Few practical examples of ken materials exist at present, although a structural composite based on this concept has been developed in Japan. This is a carbon and glass fibre reinforced concrete which is able to monitor concrete structures using only the structural reinforcing fibres, thus reducing the complexity of the system.
At the Atomic Level
The ultimate integration is a level beyond ken materials where functionality occurs at the microstructural or atomic and molecular scale. This produces what is commonly known as a ‘smart material’. Few examples of true smart materials exist at present, although the function of such a material can be illustrated by the familiar photochromic glass. Such glasses have inbuilt sensing and response but have only one response to the one stimulus.
The development of true smart materials at the atomic scale is still some way off, although the enabling technologies are under development. These require novel aspects of nanotechnology (technologies associated with materials and processes at the nanometre scale, 10-9m) and the newly developing science of shape chemistry.

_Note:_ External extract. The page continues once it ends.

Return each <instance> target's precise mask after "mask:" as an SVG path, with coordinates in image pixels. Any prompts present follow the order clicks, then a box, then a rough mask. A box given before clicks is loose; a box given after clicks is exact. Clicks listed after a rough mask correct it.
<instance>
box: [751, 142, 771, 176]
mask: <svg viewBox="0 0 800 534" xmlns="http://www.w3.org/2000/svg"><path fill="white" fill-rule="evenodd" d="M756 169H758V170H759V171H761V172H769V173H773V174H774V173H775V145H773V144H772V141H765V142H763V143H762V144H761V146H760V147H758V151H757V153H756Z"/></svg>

Worldwide, considerable effort is being deployed to develop smart materials and structures. The technological benefits of such systems have begun to be identified and, demonstrators are under construction for a wide range of applications from space and aerospace, to civil engineering and domestic products. In many of these applications, the cost benefit analyses of such systems have yet to be fully demonstrated.
The Office of Science and Technology’s Foresight Programme has recognised these systems as a strategic technology for the future, having considerable potential for wealth creation through the development of hitherto unknown products, and performance enhancement of existing products in a broad range of industrial sectors.
The concept of engineering materials and structures which respond to their environment, including their human owners, is a somewhat alien concept. It is therefore not only important that the technological and financial implications of these materials and structures are addressed, but also issues associated with public understanding and acceptance.
The core of Yanagida’s philosophy of ken materials is such a concept. This is ‘techno-democracy’ where the general public understand and ‘own’ the technology. Techno-democracy can come about only through education and exposure of the general public to these technologies. However, such general acceptance of smart materials and structures may in fact be more difficult than some of the technological hurdles associated with their development.